New Caledonia tourists 'ecstatic' as rescue planes arrive

Smoke rises in the distance as roadblocks are seen near the Montravel area of Noumea, capital of France's Pacific territory of New Caledonia (Theo Rouby)
Smoke rises in the distance as roadblocks are seen near the Montravel area of Noumea, capital of France's Pacific territory of New Caledonia (Theo Rouby)

Tourists trapped by rioting, looting and separatist roadblocks in crisis-wracked New Caledonia expressed joy that they may soon be rescued after the first military evacuation flights landed on Tuesday.

For the last week, Australian tourist Maxwell Winchester and his wife Tiffany have been barricaded into a normally idyllic hill resort outside the capital Noumea.

As gunfire rattled down the valley and smoke spewed from nearby towns, they faced a fearful wait for help as supplies of food slowly dwindled.

"Every night, we had to sleep with one eye open," Winchester told AFP. "Every noise, we were worried that they were coming in to loot us."

For days, they monitored the latest news -- which brought alarming reports of six dead and hundreds injured -- while struggling to get help from Australian consular staff.

Winchester received word around lunchtime Tuesday that Australia was finally sending two military evacuation planes.

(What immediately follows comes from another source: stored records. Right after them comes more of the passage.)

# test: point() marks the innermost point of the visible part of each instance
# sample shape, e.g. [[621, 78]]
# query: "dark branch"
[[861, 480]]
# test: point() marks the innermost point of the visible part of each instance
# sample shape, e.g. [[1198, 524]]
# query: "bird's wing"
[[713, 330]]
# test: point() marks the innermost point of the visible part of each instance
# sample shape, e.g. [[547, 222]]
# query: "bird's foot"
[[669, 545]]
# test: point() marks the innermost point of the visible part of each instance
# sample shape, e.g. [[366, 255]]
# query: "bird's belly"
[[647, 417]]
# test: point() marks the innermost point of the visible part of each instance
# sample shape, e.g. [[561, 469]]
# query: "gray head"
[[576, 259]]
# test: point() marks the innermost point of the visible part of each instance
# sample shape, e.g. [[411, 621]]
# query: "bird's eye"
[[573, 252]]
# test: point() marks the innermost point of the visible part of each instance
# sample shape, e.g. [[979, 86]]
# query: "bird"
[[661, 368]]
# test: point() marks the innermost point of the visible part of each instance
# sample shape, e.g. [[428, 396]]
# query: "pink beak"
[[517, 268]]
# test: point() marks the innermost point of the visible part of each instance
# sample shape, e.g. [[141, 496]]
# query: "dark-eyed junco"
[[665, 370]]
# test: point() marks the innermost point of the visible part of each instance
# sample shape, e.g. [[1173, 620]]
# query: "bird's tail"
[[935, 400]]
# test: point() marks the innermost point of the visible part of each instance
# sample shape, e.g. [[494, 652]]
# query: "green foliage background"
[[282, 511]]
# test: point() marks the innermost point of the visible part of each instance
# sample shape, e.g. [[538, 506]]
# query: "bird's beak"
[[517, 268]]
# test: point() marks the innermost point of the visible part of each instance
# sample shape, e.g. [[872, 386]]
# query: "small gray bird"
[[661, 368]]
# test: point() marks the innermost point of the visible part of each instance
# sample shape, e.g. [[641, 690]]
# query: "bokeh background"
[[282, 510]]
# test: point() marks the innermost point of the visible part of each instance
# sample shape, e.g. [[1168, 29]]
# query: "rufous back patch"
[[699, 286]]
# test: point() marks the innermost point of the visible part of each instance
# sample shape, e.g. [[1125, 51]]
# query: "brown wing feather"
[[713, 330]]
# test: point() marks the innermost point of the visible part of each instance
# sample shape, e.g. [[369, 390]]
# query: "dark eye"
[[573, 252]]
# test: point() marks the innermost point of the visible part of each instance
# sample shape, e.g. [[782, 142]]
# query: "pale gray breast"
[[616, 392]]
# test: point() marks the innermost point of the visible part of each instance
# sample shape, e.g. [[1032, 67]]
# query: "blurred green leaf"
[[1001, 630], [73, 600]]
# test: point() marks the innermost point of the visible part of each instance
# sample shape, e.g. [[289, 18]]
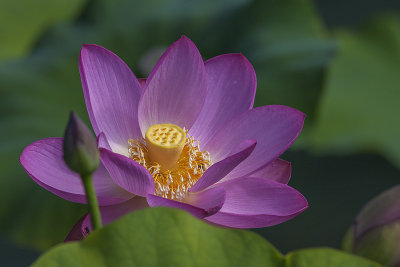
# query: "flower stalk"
[[93, 205], [82, 156]]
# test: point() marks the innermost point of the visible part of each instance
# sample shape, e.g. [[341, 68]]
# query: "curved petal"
[[43, 161], [256, 202], [102, 141], [108, 214], [112, 95], [142, 81], [274, 128], [220, 169], [231, 82], [200, 205], [127, 173], [176, 88], [279, 170]]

"We are ecstatic," he said, even though the couple believe they may not be among the first evacuees.

More than 3,000 people are estimated to have been stranded by a week of unrest that has shuttered the Pacific archipelago's main international airport.

It is not known how many of those are tourists on holiday and how many are Caledonians stuck outside the islands.

But Australia has estimated at least 300 of its nationals have registered for rescue.

For those hundreds, the sight of a Royal Australian Air Force C130 Hercules landing at the city's Magenta airport on Tuesday will have brought overwhelming relief.

A New Zealand Defence Force plane is also in the air, dispatched to pick up about "50 passengers with the most pressing needs", according to Foreign Minister Winston Peters.

"In cooperation with France and Australia, we are working on subsequent flights in coming days," he said.

Winchester was sanguine about not being part of the first evacuees.

"We realise we probably won't get on these flights because those who have higher needs will get on them," he said.

"But we at least know we have a way out in the next few days."

Still, for some, there will be an uneasy wait.

Australian tourists Meg Soutar and Caroline Tully were on a girls' trip to the remote west coast of New Caledonia.

They were unable to get to the airport for the evacuation flights on Tuesday, as their route would pass through some of the areas worst affected by the unrest.

For now, the women are staying put and hope they can get home to Brisbane soon. They have had very limited information or assistance from officials.

"We literally stay by the phone and WIFI to see what is going on," Soutar told AFP. "We feel very isolated, we are not in a resort, it’s just us."

"It's been nine days since the conflict started and we are no closer to getting home," she said.